新廢文網 - 玄幻小说 - 淡水河与金鱼在线阅读 - 第52章

第52章

    应拾秋一个侧身挡在她前面。

    “陈老师,婷婷这边进度有点赶喔,估计得熬通宵。挪车的事,可能要麻烦您亲自处理了?”

    笑容温温柔柔,却透着明显的礼貌性拒绝。

    那编剧脸色一僵,沉沉看她一眼,嘴唇抿紧。

    终究没多说什么,攥着钥匙转身便离开。

    “拾秋姐,你也太敢了吧!”陈婷婷眼睛瞪得滚圆,小声道,“那位可是拿过三个大奖的陈编耶!你都敢直接挡?”

    “谁不是领薪水办事。私事公办,哪来的道理。”

    陈婷婷闻言鼻尖一酸,紧紧握住她的手撒娇:“真的谢谢你,拾秋姐……这几天工作压力大到要崩溃,要不是有你,我一个人早撑不下去了。”

    接着便说起了自己毕业才两年,在升腾影业旗下的编剧工作室熬了很久,好不容易争取到来这边学习的机会。

    “我妈前段时间还跟我说,不想干就辞职回家好了。
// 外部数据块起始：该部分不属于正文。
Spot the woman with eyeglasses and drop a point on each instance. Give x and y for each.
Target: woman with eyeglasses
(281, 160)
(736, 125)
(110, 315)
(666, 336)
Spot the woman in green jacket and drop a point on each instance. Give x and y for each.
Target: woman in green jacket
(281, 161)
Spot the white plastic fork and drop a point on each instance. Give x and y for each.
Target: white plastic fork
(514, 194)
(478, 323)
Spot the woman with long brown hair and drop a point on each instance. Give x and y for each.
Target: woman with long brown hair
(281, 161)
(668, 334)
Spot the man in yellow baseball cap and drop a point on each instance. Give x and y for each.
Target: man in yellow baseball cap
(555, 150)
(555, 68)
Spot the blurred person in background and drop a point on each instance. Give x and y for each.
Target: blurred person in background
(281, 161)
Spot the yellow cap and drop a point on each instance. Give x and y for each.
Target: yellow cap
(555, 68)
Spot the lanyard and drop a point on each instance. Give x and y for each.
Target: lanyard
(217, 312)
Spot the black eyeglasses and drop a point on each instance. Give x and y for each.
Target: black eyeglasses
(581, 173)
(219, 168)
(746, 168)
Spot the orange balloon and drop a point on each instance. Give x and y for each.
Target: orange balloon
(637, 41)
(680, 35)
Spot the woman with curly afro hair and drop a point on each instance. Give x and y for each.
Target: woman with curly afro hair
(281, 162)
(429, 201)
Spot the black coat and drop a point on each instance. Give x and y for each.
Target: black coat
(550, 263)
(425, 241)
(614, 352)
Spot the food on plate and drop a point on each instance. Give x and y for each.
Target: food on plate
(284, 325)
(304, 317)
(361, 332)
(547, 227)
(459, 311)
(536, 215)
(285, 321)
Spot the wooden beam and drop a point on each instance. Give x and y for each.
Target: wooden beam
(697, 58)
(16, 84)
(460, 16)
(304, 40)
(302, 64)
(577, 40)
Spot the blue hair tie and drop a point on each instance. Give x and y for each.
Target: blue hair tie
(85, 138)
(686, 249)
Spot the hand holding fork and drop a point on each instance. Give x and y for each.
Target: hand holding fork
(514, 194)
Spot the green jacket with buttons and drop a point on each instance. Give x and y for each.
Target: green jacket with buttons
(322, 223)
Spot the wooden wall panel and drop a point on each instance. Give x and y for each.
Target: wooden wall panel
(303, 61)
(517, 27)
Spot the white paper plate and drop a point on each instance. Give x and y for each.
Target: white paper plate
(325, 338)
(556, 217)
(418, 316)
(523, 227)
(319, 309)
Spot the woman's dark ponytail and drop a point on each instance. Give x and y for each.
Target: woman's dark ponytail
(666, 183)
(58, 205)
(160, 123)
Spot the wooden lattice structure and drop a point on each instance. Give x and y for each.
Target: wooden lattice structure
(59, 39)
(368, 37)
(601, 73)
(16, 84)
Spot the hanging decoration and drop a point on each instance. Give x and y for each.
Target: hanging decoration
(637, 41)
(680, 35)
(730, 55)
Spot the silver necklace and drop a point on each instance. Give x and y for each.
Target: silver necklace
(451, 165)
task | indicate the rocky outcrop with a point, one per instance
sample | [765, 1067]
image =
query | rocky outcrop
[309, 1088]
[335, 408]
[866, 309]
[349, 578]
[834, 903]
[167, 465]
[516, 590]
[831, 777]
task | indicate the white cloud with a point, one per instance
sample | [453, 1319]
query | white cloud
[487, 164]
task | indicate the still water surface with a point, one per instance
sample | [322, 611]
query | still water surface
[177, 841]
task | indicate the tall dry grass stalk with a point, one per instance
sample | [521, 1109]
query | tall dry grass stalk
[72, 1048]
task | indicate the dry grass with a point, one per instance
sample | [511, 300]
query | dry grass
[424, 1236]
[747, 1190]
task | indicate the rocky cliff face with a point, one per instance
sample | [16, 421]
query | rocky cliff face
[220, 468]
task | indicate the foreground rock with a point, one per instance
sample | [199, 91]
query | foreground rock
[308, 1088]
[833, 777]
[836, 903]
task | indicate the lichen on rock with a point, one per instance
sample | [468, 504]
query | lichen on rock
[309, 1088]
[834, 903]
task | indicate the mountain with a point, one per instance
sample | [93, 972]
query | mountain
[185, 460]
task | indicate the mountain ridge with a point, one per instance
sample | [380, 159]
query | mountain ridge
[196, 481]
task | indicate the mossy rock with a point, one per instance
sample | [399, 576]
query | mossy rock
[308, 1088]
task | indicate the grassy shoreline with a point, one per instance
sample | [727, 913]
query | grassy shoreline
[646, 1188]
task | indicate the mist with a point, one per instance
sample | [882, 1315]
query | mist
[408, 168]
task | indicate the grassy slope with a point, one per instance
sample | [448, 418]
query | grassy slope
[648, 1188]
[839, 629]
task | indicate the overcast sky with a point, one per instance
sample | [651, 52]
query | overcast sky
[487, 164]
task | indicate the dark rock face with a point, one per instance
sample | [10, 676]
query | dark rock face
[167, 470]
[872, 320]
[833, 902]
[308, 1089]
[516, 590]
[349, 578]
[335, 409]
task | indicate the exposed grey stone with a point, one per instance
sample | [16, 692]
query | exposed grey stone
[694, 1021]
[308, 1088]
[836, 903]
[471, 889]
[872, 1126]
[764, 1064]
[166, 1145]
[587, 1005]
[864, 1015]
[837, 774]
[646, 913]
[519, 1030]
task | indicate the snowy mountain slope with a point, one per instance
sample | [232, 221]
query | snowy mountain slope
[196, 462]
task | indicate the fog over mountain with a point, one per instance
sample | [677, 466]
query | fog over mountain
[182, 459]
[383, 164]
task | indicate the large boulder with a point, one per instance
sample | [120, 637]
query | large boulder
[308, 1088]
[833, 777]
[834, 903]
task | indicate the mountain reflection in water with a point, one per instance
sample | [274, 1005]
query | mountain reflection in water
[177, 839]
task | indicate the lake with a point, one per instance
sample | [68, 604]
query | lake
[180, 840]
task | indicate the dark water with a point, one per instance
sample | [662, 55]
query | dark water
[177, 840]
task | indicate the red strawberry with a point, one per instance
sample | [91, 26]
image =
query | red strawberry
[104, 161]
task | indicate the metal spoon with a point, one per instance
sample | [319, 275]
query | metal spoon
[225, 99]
”陈婷婷叹口气,“可是我也想证明自己啊。”

    应拾秋拍拍她肩膀:“理解你。”

    “那拾秋姐,你怎么会想入这行?明明这么辛苦……是不是因为梦想?”

    应拾秋一愣,忍不住笑了,“糊口饭吃而已啦,别把工作想得太浪漫。”

    最近楼庭忙得连喘气时间都没有,带着人全台堪景。

    项目虽未开机,但前期筹备的压力也不小。有时半夜灵光一闪,抄起电话就把大家从被窝里拽起来开会。

    这行就是这样,项目一旦启动便再没休息日。

    连轴转是家常便饭,跟特种部队没两样。

    剧本大纲刚定案,选角工作就要立刻跟上。

    深冬的风有些刺骨,楼庭头痛发作,临时让庄书芸去买顶毛帽,她则跟执行导演宋依静坐镇选角。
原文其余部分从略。